My friends who continue to offer nonviolent resistance to militarism experience this in shocking ways. Jail budgets are not just cut to the bone, they are amputating. I'm a geezer at 60 and yet I'm the youth compared to some of these brave old ones who put their bodies in harms way and pay a higher price every day. Jean Gump, a sweet mother of 12 and grandmother of many more, is 84. She is loved by everyone who meets her and has just entered jail again after some nonviolent resistance to a military facility in Tennessee. She did all the proper paperwork before she did her nonviolent witness and had all her medications with her. The jail will not refill any of them and Jean is not alone. Carol Gilbert, Ardeth Platte, and Jackie Hudson are three elderly nuns who all came with medications and none of them are getting refilled, despite Sr. Jackie's daily chest pain. A staffer gruffly told her, "I have 500 inmates and no budget." And that was the nice one. There is a bias for returning military as guards at every level and this means the guards are getting meaner as PTSD vets return and find work doing something where they can still be brutal and get away with it. The nuns reported that one woman had a grand mal seizure and guards just kicked her.

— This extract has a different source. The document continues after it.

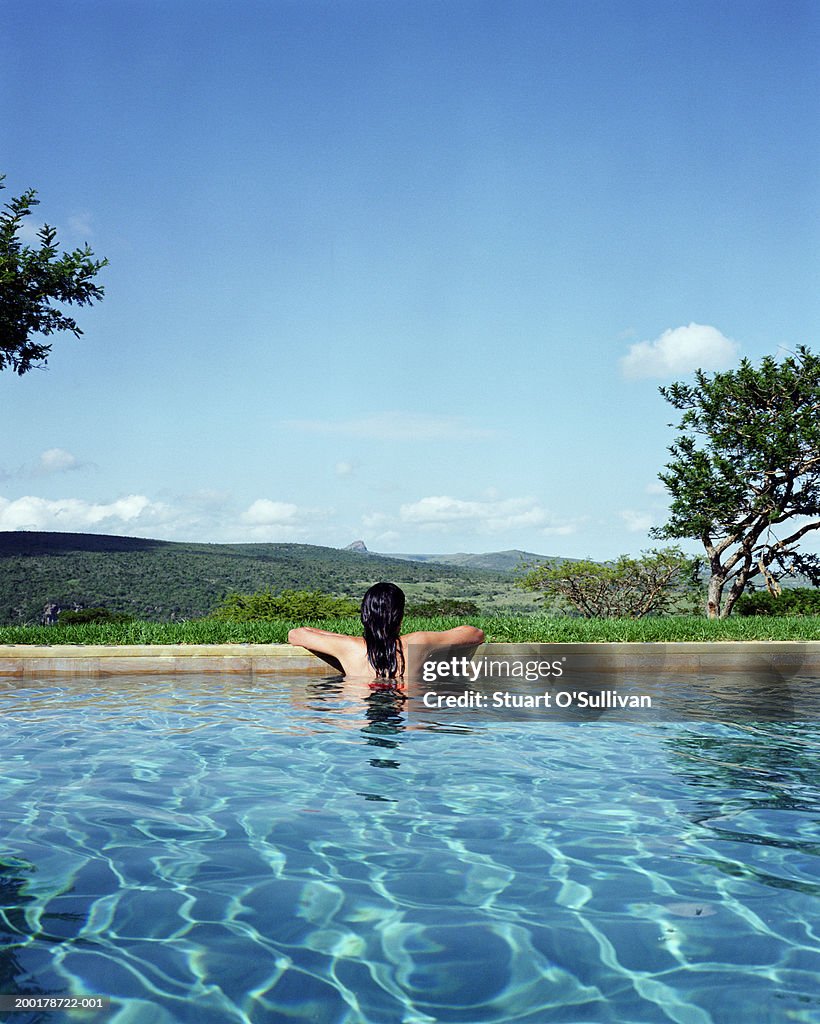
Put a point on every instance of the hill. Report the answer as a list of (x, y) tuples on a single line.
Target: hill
[(500, 561), (163, 580)]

So, welcome to the deteriorating USA, where everyone fears us around the world and we fear each other at home. But that war profiteering elite are doing great. They are milking it all down to the end while we passively observe the process. It is getting worse by the day, with no money for human needs but all our resources to serve the greed of a few and the greedy ones own Congress and mainstream media. How do we get ourselves out of this?

Nonviolence.

To the extent we live, vote and spend serving nonviolent principles, we slow, stop and reverse these trends. Jean Gump and the nuns are just the shock troops of nonviolence and if they are alone, we continue to lose. If they are just the tip of the nonviolent iceberg, we will win. But it's up to each of us. We all matter. Gandhi said that what each of us does seems insignificant and is vitally important. As usual, he was right.